How to scrape the non loaded content of the page?

I have made a script that will scrape link to concerns. But the page are not fully loaded. In bottom of the page is button "Pokaż więcej" that means show more. If I click that it will load more concerns. This script scrape only the first part. How can I scrape whole list?

import requests
from bs4 import BeautifulSoup
url = "https://www.gpw.pl/spolki"

response = requests.get(url)
soup = BeautifulSoup(response.content)
x = soup.find_all("a")

tuple = []
for link in x:
    tuple.append(link.get("href"))

finalTuple = []

for x in tuple:
    if "spolka?isin=" in x:
        finalTuple.append(x)

print(finalTuple)

Upvotes: 0

Answers (3)

SIM

Reputation: 22440

Although furas has already provided you with a working solution, I thought to come up with mine. If you try the way I've shown below, you don't need to hardcode the parameters. The script should fetch you all the required links traversing all the pages no matter how many they are.

import requests
from bs4 import BeautifulSoup

link = 'https://www.gpw.pl/spolki'
post_url = 'https://www.gpw.pl/ajaxindex.php'
offset = 0

with requests.Session() as s:
    s.headers['User-Agent'] = 'Mozilla/5.0 (Windows NT 6.1; ) AppleWebKit/537.36 (KHTML, like Gecko) Chrome/81.0.4044.122 Safari/537.36'
    r = s.get(link)
    soup = BeautifulSoup(r.text,"lxml")
    payload = {i['name']:i.get('value','') for i in soup.select('input[name]')}

    for item in list(payload):
        if item.startswith('country'):
            payload[item] = 'on'
        elif item.startswith('voivodship'):
            payload[item] = 'on'
        elif item.startswith('index'):
            payload[item] = 'on'

    while True:
        r = s.post(post_url,data=payload)
        soup = BeautifulSoup(r.text,"lxml")
        if not soup.select("tr"):break
        for elem in soup.select("tr"):
            target_links = elem.select_one("a[href^='spolka?isin=']")['href']
            print(target_links)

        offset+=10
        payload['offset'] = offset

Upvotes: 3

furas

Reputation: 142641

This page uses JavaScript (AJAX/XHR) to load data when you click Pokaż więcej

Using DevTool in Firefox/Chrome (tab: Network, filter: XHR) I check urls when I press Pokaż więcej and I found

https://www.gpw.pl/ajaxindex.php

Browser sends POST request with data offset and limit to read next data.

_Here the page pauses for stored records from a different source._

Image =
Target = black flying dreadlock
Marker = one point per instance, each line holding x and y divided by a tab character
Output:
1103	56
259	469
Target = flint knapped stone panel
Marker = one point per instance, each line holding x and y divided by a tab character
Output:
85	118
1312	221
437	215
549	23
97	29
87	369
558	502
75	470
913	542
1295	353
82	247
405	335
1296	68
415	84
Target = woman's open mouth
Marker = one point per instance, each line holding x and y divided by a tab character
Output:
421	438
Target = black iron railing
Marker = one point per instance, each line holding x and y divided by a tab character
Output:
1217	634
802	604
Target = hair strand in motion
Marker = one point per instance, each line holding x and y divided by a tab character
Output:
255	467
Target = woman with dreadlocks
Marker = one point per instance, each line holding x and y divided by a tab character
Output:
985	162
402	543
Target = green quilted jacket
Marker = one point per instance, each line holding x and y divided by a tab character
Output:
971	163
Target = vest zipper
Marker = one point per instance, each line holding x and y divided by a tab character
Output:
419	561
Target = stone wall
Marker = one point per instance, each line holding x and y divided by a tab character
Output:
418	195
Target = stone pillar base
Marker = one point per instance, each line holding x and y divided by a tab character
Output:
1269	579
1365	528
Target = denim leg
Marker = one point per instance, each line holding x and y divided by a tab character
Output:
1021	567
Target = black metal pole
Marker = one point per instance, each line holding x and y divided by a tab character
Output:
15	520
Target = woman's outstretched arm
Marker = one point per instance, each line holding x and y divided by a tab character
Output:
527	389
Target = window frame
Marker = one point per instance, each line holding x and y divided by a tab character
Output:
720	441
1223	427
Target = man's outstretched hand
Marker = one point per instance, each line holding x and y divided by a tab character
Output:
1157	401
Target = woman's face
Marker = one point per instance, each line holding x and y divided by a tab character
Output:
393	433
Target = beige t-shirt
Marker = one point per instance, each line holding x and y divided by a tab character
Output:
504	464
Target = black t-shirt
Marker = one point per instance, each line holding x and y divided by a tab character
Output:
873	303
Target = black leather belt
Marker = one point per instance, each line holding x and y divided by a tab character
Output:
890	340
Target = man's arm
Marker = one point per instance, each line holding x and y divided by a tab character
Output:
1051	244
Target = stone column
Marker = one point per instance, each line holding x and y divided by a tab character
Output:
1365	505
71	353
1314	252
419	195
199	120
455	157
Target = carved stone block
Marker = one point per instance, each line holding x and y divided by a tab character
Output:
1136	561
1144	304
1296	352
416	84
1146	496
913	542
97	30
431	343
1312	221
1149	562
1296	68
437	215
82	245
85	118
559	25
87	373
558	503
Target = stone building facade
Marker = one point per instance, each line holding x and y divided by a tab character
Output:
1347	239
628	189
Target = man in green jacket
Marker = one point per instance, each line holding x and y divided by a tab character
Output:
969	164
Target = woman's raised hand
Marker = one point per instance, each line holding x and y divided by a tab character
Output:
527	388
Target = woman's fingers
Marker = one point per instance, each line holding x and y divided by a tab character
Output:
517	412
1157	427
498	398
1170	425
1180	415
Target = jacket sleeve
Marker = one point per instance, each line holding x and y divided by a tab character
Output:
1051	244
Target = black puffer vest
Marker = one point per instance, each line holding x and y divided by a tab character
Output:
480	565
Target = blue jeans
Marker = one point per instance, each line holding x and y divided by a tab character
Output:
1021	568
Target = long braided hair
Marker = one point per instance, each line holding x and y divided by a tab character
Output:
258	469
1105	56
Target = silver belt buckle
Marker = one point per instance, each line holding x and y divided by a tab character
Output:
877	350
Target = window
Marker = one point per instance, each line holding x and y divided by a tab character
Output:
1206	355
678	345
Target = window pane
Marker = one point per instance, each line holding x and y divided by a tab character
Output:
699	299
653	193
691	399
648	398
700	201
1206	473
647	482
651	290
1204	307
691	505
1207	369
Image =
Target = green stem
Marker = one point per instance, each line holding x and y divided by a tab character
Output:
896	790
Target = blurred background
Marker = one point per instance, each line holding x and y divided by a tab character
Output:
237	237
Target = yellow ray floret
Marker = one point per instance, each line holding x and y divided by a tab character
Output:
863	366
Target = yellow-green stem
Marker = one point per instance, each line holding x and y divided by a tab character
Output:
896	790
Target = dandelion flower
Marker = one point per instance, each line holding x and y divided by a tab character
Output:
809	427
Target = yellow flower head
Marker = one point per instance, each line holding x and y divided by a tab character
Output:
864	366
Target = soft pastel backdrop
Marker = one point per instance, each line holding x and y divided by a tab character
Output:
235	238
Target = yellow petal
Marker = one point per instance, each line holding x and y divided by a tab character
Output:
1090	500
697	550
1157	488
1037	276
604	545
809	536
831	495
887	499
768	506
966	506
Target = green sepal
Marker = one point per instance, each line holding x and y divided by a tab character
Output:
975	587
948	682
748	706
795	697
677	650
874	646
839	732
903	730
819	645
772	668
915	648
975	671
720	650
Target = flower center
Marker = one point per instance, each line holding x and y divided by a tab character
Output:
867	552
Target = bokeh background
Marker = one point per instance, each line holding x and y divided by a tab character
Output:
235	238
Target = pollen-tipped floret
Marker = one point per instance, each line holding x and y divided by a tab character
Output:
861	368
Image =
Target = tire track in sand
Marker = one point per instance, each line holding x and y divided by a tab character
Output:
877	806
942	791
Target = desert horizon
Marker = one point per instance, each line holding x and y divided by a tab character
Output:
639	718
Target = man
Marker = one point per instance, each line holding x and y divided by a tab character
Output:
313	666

Using offset = 0 you can read even data for first page.

Maybe using bigger limit (and bigger offset) you could read more data in one requests.

POST sends many other values which I also add in code

import requests
from bs4 import BeautifulSoup

def get_first_page():

    url = "https://www.gpw.pl/spolki"

    response = requests.get(url)
    soup = BeautifulSoup(response.content)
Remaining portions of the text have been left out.